Posted by cpotl on June 14, 2021 at 03:08:39:
As I said before, the main problem with the Rozenblit article is the lack of clarity and precision in his writing. That sentence of his that you highlighted, "The only way the circuit can work is when the currents through the two tubes are unequal by a small amount," is an excellent example of this.
First of all, when he says "the currents through the two tubes" he doesn't literally mean the total currents flowing in the two tubes. He means the *changes* in currents in the two tubes when the signal is present. And his sign conventions are such that if an *increase* in the current in tube 1 counts as a positive "change in current," then at the same time the *decrease* in current in tube 2 counts as a positive "change in current." That point is made much clearer in Crowhurst, because he gives equations.
The other misleading thing about Rozenblitz's sentence is that when he says " The only way the circuit can work is when the currents through the two tubes are unequal by a small amount," he makes it sound as if this is something that the user is going to have to arrange in order to be able to make the circuit work. And this is not the case. It would have been much clearer if he had said:
"It is a fact that the current-changes in the two tubes are unequal, and this is why the circuit works."
Crowhurst is much clearer about things, largely because he gives equations. However, even he makes it a bit confusing, I think, when he says "In order to get any drive to V2 at all, it is necessary to have unequal values of I1 and I2...". Again, this makes it sound almost as if this is something the user is going to have to arrange. Whereas in fact the true situation is that I1 and I2 *are* unequal, and this is why V2 is getting driven.

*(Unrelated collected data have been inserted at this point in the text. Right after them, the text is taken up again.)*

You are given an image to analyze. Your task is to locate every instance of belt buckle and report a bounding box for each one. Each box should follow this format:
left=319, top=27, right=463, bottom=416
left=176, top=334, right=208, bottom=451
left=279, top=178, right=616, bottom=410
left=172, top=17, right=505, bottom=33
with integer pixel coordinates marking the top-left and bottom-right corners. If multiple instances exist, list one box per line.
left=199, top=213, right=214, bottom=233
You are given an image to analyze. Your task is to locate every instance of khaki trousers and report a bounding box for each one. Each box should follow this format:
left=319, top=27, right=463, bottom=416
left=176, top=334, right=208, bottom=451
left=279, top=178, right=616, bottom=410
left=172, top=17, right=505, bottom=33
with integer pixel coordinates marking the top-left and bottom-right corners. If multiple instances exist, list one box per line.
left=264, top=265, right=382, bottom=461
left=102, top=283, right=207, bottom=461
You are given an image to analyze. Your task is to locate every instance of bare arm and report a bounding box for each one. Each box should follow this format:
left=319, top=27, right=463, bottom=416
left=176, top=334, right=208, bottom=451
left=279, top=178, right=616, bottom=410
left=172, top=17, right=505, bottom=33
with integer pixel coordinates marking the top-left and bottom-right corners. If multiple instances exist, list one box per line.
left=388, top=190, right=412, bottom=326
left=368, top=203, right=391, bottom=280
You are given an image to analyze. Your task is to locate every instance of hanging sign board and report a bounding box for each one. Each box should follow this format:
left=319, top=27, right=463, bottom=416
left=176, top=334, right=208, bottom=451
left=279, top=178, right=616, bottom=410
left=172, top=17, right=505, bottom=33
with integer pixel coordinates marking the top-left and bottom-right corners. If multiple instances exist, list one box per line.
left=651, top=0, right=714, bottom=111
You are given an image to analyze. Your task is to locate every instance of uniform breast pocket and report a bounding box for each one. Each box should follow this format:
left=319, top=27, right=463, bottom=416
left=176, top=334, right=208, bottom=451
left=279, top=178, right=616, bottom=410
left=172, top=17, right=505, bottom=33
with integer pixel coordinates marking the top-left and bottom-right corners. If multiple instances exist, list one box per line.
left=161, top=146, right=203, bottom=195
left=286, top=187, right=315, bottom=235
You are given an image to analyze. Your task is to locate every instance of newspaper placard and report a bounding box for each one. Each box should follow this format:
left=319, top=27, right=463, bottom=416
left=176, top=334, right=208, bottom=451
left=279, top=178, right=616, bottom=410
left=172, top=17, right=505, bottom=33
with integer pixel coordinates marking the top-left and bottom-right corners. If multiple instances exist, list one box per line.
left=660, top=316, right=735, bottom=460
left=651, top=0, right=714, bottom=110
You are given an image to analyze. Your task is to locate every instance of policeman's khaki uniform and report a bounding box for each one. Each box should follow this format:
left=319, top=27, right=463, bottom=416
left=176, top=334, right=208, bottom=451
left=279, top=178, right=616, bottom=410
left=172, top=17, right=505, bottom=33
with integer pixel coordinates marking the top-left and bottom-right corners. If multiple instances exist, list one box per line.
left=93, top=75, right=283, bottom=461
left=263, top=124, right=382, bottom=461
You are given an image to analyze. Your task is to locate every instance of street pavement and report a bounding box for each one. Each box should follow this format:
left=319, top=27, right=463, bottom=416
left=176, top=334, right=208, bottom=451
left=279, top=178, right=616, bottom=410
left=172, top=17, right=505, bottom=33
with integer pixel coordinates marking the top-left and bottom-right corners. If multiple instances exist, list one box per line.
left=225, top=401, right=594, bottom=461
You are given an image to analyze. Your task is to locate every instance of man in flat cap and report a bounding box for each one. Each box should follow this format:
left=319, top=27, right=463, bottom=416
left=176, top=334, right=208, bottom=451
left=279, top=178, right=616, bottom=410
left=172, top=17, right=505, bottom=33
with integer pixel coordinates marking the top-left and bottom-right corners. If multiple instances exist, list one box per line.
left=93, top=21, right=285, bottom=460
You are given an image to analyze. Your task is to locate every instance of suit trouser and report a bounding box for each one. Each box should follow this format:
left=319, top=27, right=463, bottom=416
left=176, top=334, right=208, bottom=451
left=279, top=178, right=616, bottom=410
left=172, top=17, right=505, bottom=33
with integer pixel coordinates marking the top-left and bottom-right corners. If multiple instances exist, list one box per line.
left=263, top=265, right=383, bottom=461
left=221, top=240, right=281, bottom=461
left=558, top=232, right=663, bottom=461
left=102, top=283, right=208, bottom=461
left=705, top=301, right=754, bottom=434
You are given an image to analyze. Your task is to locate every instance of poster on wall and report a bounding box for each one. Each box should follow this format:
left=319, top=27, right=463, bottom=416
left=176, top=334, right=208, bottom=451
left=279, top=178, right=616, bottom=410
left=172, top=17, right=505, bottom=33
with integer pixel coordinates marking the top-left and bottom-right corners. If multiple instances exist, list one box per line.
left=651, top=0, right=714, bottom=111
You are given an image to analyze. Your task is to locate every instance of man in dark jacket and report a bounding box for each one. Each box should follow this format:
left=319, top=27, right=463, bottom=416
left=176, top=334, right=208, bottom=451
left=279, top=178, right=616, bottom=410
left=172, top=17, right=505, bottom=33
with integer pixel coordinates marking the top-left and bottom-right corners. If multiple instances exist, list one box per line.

Of course, all of the above applies to the case of a cathode resistor Rk whose bottom end is connected to a (finite) negative voltage source Vneg. In the limit where one approaches an ideal constant-current source (which could be viewed as Vneg goes to minus infinity and at the same time Rk goes to infinity so as to keep the quiescent cathode current at the desired value), the tube V2 still gets driven even though the changes in the two tube currents *do* now become equal. That is because it takes only an infinitesimal change in current to change the voltage dropped across an infinite resistance by a non-zero amount.